On the Meticulous Ritual of New Year


Even in my beloved adopted country of Brazil, where a massively endemic unpunctuality rules the land, nearly every soul will be awake, seconds before midnight on Dec. 31, glaring at a clock and scrupulously chanting the countdown to the new civil year. Beginnings of church, school classes and appointments of all sorts are missed by margins of up to an hour, but the beginning of the new secular year is hit with bull’s-eye precision. The difference between 11:59:59 pm on Dec. 31 and 00:00:01 am on Jan. 1 is greeted as a magical and rapturous transfiguration, but the difference between Advent and Christmas has all but vanished; and the line between Lent and Easter has blurred as well. The amoeba-like spread of Carnival festivities here in Brazil bears some relationship to Lent, it is true, but Ash Wednesday usually slips (along with the rest of the liturgical year) into the long shadow of Fat Tuesday.

The reason for this is simple. When religion declines, religiosity remains – it just shifts its abode; when transcendence is no longer believed in, the immanent world becomes the shaky support for cult and adoration. We lavish the bland moment of the quantitative change of a 2016 to a 2017, for example—it does not even fall on the solstice!—with devotion and obsessively punctual observance. And the intensity is possible, almost necessary, because we no longer experience the dramatic moment of December 25, when the Christ Child is laid in the manger for the first time since last January (and Christmastide is sundered from Advent); or the chill down one’s spine as a church is totally darkened and the lumen Christi, in the form of one sole candle, enters the sanctuary for the explosion of light at Easter.
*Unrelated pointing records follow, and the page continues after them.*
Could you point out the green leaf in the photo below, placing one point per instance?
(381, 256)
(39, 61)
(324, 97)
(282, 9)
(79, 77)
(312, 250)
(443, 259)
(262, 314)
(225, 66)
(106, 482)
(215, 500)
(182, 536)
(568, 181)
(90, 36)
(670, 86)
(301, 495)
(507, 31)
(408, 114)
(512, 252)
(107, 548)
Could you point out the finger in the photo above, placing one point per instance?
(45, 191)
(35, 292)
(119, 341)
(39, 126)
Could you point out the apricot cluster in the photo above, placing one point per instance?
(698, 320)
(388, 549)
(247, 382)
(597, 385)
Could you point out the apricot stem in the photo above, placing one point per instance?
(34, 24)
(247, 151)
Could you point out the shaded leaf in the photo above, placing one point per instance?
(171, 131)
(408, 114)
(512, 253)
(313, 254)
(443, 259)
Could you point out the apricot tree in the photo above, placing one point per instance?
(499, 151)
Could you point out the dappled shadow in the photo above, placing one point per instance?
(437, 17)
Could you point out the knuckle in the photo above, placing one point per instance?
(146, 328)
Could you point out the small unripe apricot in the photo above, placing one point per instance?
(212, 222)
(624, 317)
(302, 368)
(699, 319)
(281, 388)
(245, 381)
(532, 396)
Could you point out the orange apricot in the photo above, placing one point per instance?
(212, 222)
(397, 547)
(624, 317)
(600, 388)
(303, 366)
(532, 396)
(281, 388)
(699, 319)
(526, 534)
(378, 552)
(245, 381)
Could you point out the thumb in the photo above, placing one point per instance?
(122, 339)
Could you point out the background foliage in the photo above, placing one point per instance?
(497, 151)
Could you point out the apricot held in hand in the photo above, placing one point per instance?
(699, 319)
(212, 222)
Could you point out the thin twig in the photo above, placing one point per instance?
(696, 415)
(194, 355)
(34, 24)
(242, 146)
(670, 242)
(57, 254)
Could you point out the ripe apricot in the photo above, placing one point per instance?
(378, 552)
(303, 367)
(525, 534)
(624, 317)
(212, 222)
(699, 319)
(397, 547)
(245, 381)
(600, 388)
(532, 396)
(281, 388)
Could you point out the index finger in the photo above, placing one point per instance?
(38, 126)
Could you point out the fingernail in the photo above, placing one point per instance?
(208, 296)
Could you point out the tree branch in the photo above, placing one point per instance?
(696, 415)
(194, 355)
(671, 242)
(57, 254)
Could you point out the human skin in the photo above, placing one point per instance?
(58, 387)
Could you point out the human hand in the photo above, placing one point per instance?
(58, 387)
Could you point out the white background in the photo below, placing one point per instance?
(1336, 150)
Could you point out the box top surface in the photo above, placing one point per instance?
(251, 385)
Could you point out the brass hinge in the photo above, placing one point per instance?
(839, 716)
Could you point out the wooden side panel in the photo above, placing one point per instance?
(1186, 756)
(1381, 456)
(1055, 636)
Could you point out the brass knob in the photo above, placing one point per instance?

When holy days become holidays, otherwise uplifting days become ‘days off’, and our orphaned religious instincts look elsewhere for their rules and rubrics. Religious hymns no longer sung?  How about a national anthem at a sports match, even with tears in one’s eyes (in Brazil, they are called national ‘hymns’ anyway). Tithes all gone?  Let’s pay our taxes before the magical date of April 30. Forgotten how to pray?  Try blaspheming (which is just prayer in drag). And away with religious commandments! But do be politically correct….   I think you get my drift.  Now I am not discouraging New Year’s festivities—once-a-year punctuality is better than none at all (speaking here to Brazilians), and the solar (or for some, lunar) year’s inauguration is a hoary tradition and deserves respect. Let us lift a glass indeed. But as we countdown the last gasps of our civil years, we should briefly recall that one day we will be countdowning our own last gasps, and all those neglected holy days of the year will be far better help for that transition than the confetti and champagne of January 1.